The New York Times recently ran a piece on a new book, the book being The Darkening Age: The Christian Destruction of the Classical World by Catherine Nixey. The book looks to be an evisceration of the notion that Christianity has so pristinely added so much to the world, as well as perhaps putting paid to the claim that the Dark Ages weren’t really that dark.
As the NY Times states:
Using the mutilation of faces, arms and genitals on the Parthenon’s decoration as one of her many, thunderingly memorable case studies, Nixey makes the fundamental point that while we lionize Christian culture for preserving works of learning, sponsoring exquisite art and adhering to an ethos of “love thy neighbor,” the early church was in fact a master of anti-intellectualism, iconoclasm and mortal prejudice. This is a searingly passionate book. Nixey is transparent about the particularity of her motivation. The daughter of an ex-nun and an ex-monk, she spent her childhood filled with respect for the wonders of postpagan Christian culture. But as a student of classics she found the scales — as it were — falling from her eyes. She wears her righteous fury on her sleeve. This is scholarship as polemic.
Nixey writes up a storm. Each sentence is rich, textured, evocative, felt. Christian monks in silent orders summoned up pagan texts from library stores with a gagging hand gesture. The destruction of the extraordinary, frankincense-heavy temple of Serapis in Alexandria is described with empathetic detail; thousands of books from its library vanished, and the temple’s gargantuan wooden statue of the god was dismembered before being burned. One pagan eyewitness, Eunapius, remarked flintily that the only ancient treasure left unlooted from the temple was its floor.
Christians became known as those “who move that which should not be moved.” Their laudable appeal to have-nots at the bottom of the pile, both free and unfree, meant that bishops had a citizen-army of pumped-up, undereducated young men ready to rid the world of sin. Enter the parabalini, sometime stretcher-bearers, sometime assassins, who viciously flayed alive the brilliant Alexandrian mathematician and pagan philosopher Hypatia. Or the circumcellions (feared even by other Christians), who invented a kind of chemical weapon using caustic lime soda and vinegar so they could carry out acid attacks on priests who didn’t share their beliefs.

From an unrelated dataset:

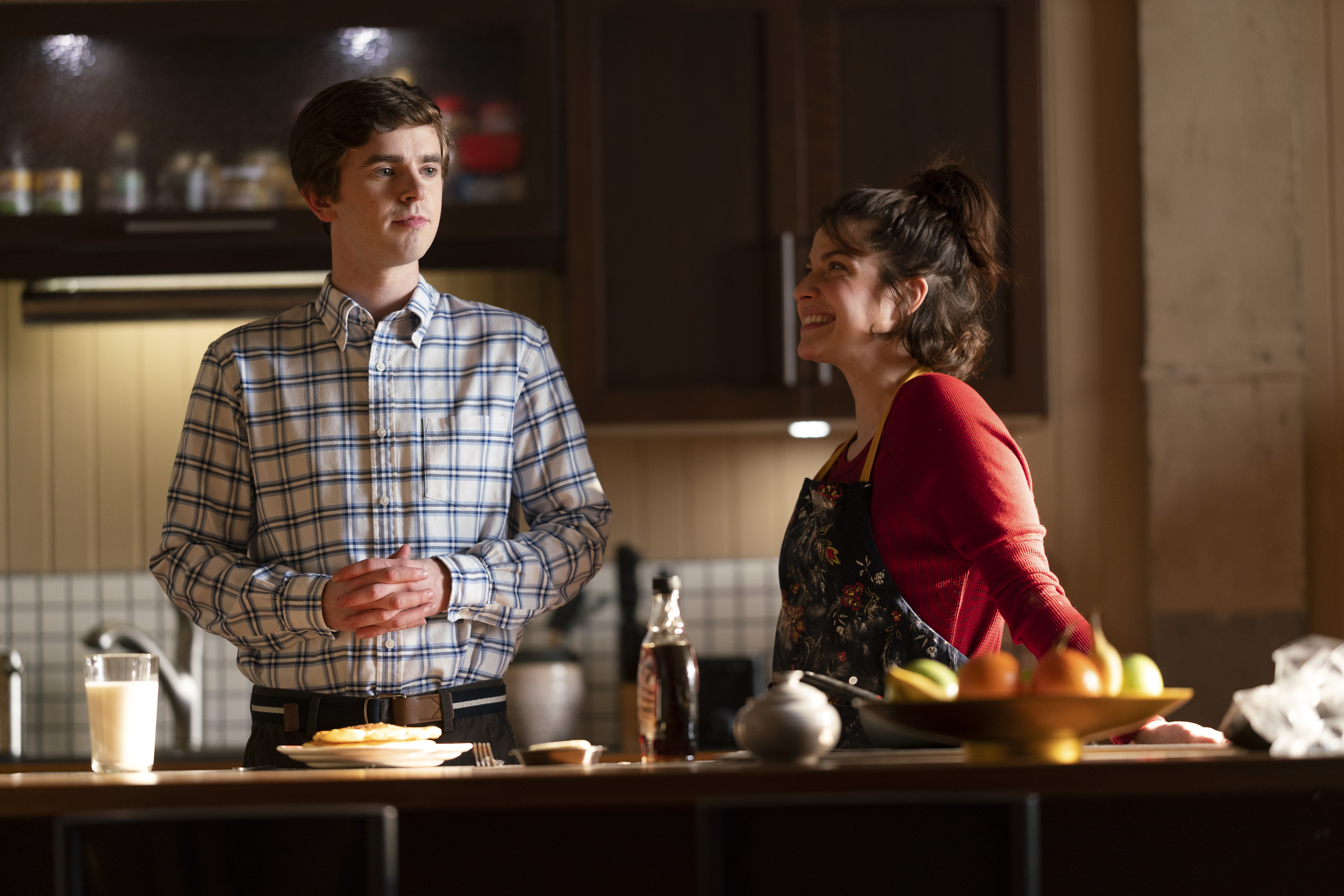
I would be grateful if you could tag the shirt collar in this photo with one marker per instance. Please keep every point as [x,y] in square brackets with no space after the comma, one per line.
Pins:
[336,309]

When we get thoroughly depressed at the Islamic extremists of the world wilfully destroying history in the name of their own religion and theological convictions, it is worth bearing in mind that Christianity has already trodden this path with heavy boots.
Indeed, that parallel is only too evident:
But the spittle-flecked diatribes and enraging accounts of gruesome martyrdoms and persecution by pagans were what the church chose to preserve and promote. Christian dominance of academic institutions and archives until the late 19th century ensured a messianic slant for Western education (despite the fact that many pagan intellectuals were disparaging about the boorish, ungrammatical nature of early Christian works like the Gospels). As Nixey puts it, the triumph of Christianity heralded the subjugation of the other.
And so she opens her book with a potent description of black-robed zealots from 16 centuries ago taking iron bars to the beautiful statue of Athena in the sanctuary of Palmyra, located in modern-day Syria. Intellectuals in Antioch (again in Syria) were tortured and beheaded, as were the statues around them. The contemporary parallels glare. The early medieval author known as Pseudo-Jerome wrote of Christian extremists: “Because they love the name martyr and because they desire human praise more than divine charity, they kill themselves.” He would have found shocking familiarity in the news of the 21st century.
Nixey closes her book with the description of another Athena, in the city of her name, being decapitated around A.D. 529, her defiled body used as a steppingstone into what was once a world-renowned school of philosophy. Athena was the deity of wisdom. The words “wisdom” and “historian” have a common ancestor, a proto-Indo-European word meaning to see things clearly. Nixey delivers this ballista-bolt of a book with her eyes wide open and in an attempt to bring light as well as heat to the sad story of intellectual monoculture and religious intolerance. Her sympathy, corruscatingly, compellingly, is with the Roman orator Symmachus: “We see the same stars, the sky is shared by all, the same world surrounds us. What does it matter what wisdom a person uses to seek for the truth?”